Copyright 2002 Warren Publishing, Inc.
Hollywood's major movie studios are pressing the U.S. Federal Communications Commission for government intervention to help establish common technological standards for copyright protection on digital devices.
The studios also told FCC Chair Michael Powell that collaborating with broadcasters on the issue didn't pose antitrust concerns. Executives of AOL Time Warner (AOL TW), Disney, Fox, MPAA, Sony Pictures, Viacom and Vivendi Universal met earlier this month with FCC Cable Bureau Chief Kenneth Ferree, Rick Chessen, chair of FCC's Digital TV task force, and members of Office of Plans & Policy and Office of Engineering & Technology. Studios fear that, without adequate protection, their TV programs, movies and other content could be copied and distributed on Internet without reimbursing copyright holder.

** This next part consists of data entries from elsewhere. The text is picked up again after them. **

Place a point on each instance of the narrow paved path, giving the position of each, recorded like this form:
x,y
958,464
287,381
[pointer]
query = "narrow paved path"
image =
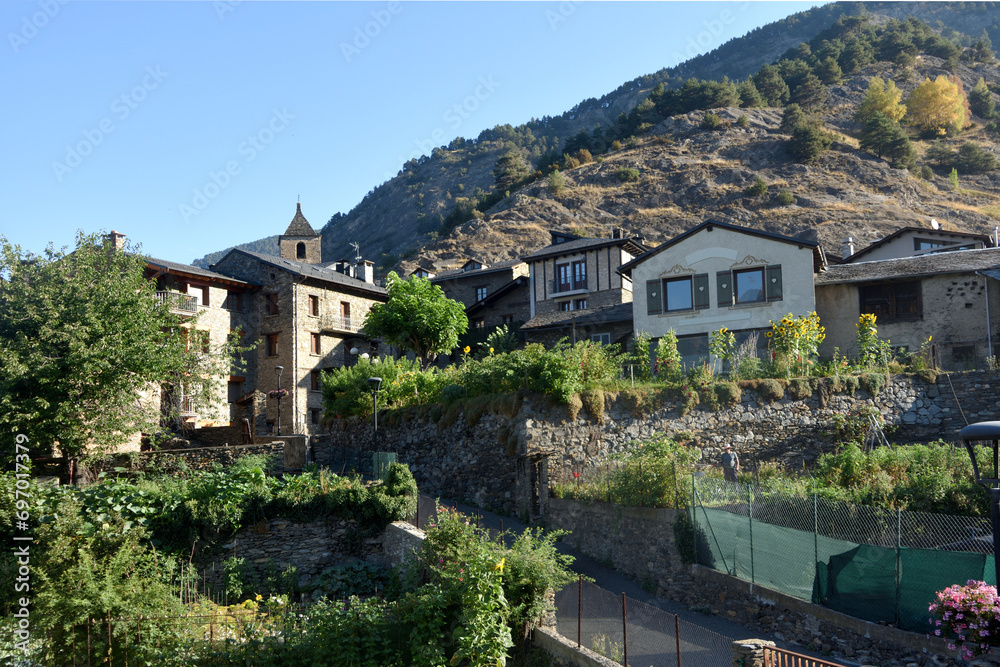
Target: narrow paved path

Among the studios' talking points was the idea of common standards for digital consumer electronics. Absent such measures, they said, consumers, producers and distributors would face incompatible standards likely to "retard the rollout of new digital services." Studios have been working with engineers on so-called "5C" technology to provide protection for audio and video signals among digital media devices such as DVD players, TVs, set-top boxes, VCRs. Studios said they were prepared to conclude license agreements as long as 5C included protections for broadcast content.
But studios and equipment makers remain divided. The latter are worried that common technology would raise antitrust concerns and said they wanted to clear their technical proposal with consumer electronics industry. Manufacturers involved include Hitachi, Intel, Matsushita, Sony, Toshiba. Studios — except AOL TW and Sony — refused to sign a 5C license last year because it didn't include broadcast protections. That's key for studios because their content often is transmitted via broadcast, and lacking protections, that content could easily be pirated.
Cross-industry standards and licensing that serve to promote content protections, such as water-marking, on DTV signals, are "fully justifiable and legitimate activities under the federal antitrust laws," attorney Daniel Swanson wrote to Powell on behalf of MPAA. Swanson said existence of consumer benefits "flatly rules out any contention" that negotiations and implementation of common standard for protection of intellectual property violate antitrust laws under DOJ and FTC guidelines. He said lack of alternative solutions was another major reason why Powell should look favorably upon studios' efforts. Powell has said DTV transition would be one of FCC's major priorities on his watch.